The litigation in Tuscola (110) Ltd v The Y2K Company Ltd [2016] EWHC 1124 (Ch); [2016] PLSCS 149 followed long and tortuous negotiations for the provision of discharges in respect of two bridging loans. The borrower’s solicitors had given the lender an undertaking that, on receipt of funds from a named bank, it would redeem the loans from the proceeds of the drawdown requested by the borrower and, in anticipation of this being done, the lender had provided the borrower’s solicitors with undated DS1 forms, to be held to its order until such time as it released them.

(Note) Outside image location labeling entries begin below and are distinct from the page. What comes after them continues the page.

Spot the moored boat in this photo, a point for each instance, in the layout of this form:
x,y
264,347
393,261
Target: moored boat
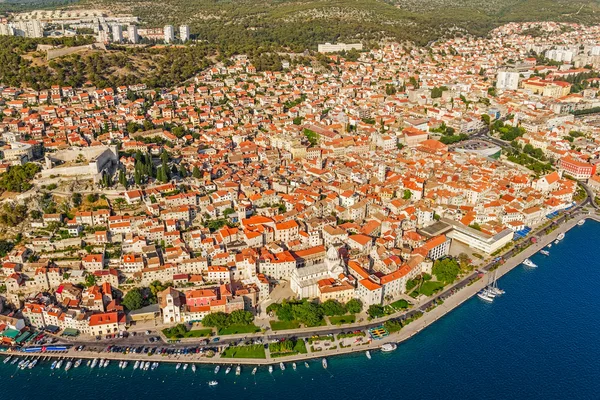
x,y
529,263
389,347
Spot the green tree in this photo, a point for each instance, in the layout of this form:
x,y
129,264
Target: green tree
x,y
133,300
333,307
375,311
354,306
446,270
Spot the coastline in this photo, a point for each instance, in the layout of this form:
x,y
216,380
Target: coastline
x,y
450,303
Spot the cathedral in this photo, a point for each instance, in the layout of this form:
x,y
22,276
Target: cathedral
x,y
304,280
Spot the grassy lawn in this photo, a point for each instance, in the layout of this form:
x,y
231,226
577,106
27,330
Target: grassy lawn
x,y
400,304
342,319
299,348
195,333
234,329
283,325
430,287
252,351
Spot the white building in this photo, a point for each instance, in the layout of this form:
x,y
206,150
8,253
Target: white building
x,y
132,34
169,34
117,32
184,33
507,80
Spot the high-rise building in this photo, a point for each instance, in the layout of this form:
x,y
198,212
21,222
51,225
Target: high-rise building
x,y
507,80
184,33
169,34
32,28
132,34
117,31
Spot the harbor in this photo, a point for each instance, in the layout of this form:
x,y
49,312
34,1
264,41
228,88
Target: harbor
x,y
453,297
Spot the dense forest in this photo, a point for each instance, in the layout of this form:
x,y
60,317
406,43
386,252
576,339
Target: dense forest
x,y
155,66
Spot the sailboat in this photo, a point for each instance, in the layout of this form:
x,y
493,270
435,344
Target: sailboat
x,y
493,288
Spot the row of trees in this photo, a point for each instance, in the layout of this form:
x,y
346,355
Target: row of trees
x,y
311,313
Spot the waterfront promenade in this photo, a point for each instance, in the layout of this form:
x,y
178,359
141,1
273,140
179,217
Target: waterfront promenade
x,y
453,296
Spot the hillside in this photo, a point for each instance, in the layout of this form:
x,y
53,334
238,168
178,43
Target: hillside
x,y
247,24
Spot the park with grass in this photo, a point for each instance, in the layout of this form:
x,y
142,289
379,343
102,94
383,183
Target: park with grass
x,y
181,332
251,351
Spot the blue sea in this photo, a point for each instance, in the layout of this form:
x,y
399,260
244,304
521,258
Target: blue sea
x,y
541,340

Following payment of part of the amount due to the lender, the borrower claimed that it had become entitled to the DS1s. Had the negotiations between the parties resulted in an agreement to this effect? The answer to this question depended on the interpretation of the communications between the parties, on whether the parties had reached an enforceable agreement and, if so, on whether that agreement fell within the scope of section 2 of the 1989 Act.

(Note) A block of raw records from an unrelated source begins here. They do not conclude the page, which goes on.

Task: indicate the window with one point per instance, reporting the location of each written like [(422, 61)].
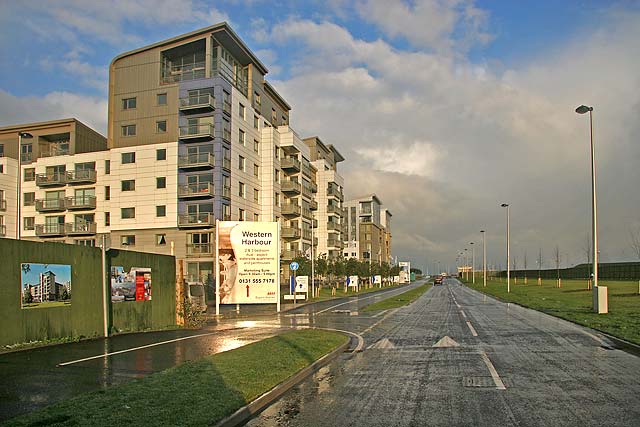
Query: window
[(29, 174), (129, 130), (128, 158), (29, 199), (29, 223), (128, 185), (128, 103), (127, 213), (128, 240)]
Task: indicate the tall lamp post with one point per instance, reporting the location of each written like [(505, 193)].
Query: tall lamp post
[(599, 297), (506, 205), (21, 136), (484, 260)]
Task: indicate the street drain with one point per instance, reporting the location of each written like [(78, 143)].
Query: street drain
[(478, 382)]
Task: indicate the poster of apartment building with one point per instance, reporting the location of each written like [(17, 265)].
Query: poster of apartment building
[(45, 285), (134, 285)]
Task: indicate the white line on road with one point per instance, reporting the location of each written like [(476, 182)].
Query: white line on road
[(135, 348), (473, 331), (494, 374)]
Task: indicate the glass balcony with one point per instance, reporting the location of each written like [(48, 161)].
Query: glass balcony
[(81, 202)]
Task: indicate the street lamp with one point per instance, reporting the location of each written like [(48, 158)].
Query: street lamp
[(506, 205), (21, 135), (484, 260), (599, 302)]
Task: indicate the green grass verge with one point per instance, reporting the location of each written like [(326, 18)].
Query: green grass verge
[(573, 302), (398, 300), (195, 393)]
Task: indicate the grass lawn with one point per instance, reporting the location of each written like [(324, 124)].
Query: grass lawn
[(398, 300), (573, 302), (195, 393)]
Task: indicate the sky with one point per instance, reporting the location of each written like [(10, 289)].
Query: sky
[(443, 108)]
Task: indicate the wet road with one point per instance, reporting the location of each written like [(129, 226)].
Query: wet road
[(32, 379), (457, 357)]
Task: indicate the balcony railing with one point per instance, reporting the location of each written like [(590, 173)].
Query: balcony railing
[(81, 202), (198, 102), (291, 209), (50, 205), (204, 189), (200, 249), (290, 164), (201, 160), (51, 179), (199, 131), (290, 233), (78, 228), (50, 230), (196, 220), (86, 176)]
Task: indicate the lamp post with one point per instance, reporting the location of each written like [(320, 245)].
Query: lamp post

The judge noted that the parties had dealt with the release of the borrower’s solicitors from their obligations to the lender, but not the release of the DS1s. The two were distinct – and the borrower’s solicitors held the DS1s as gratuitous bailees, without having given any undertakings in respect of them.

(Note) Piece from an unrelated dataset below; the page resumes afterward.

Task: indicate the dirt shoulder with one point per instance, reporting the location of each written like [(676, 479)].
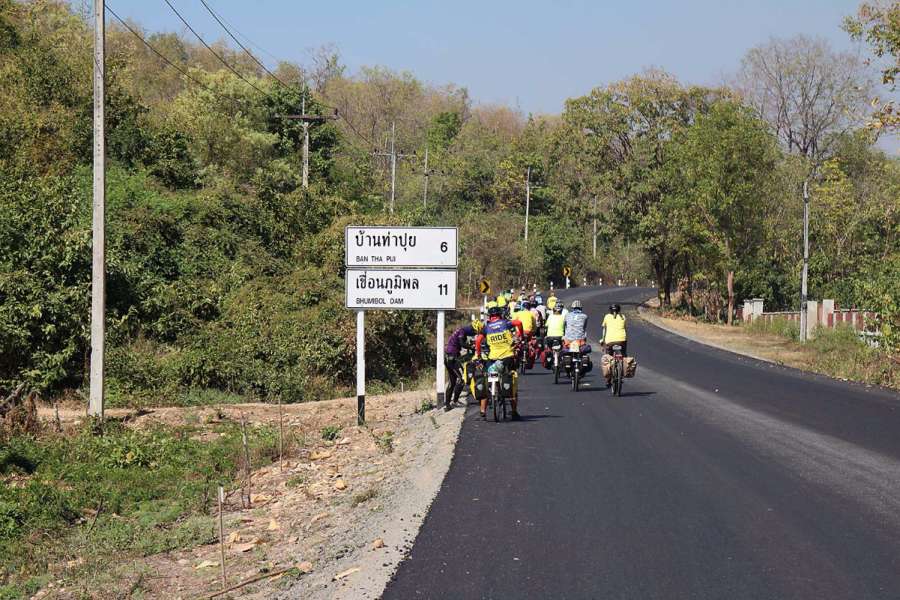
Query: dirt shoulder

Furthermore, there was no enforceable agreement between the borrower and the lender because the parties were discussing part payment of a debt – and part payment of a debt does not provide consideration for a promise to forgo the balance: Pinnel’s case [1602]. In addition, if the parties had entered into an agreement for the discharge of the charges, the agreement was a contract for the disposition of an interest in land and, as such, fell within the scope of section 2.
The judge explained that a contract is a “contract for the disposition of an interest in land” if it is a contract to do something that will, when it is done, dispose of an interest in land. A “disposition” for the purposes of section 2 includes a release, and an “interest in land” means “any estate, interest or charge in or over land”: see section 2(6).
A Form DS1 does not only provide evidence of a discharge, as the borrower had tried to suggest. It actually operates to release the charge to which it relates, as well. As a result, when the DS1 forms were delivered to the borrower, the lender’s charges would cease to exist in equity. Therefore, the arrangements discussed by the parties were caught by section 2 and the borrower was not entitled to the DS1s.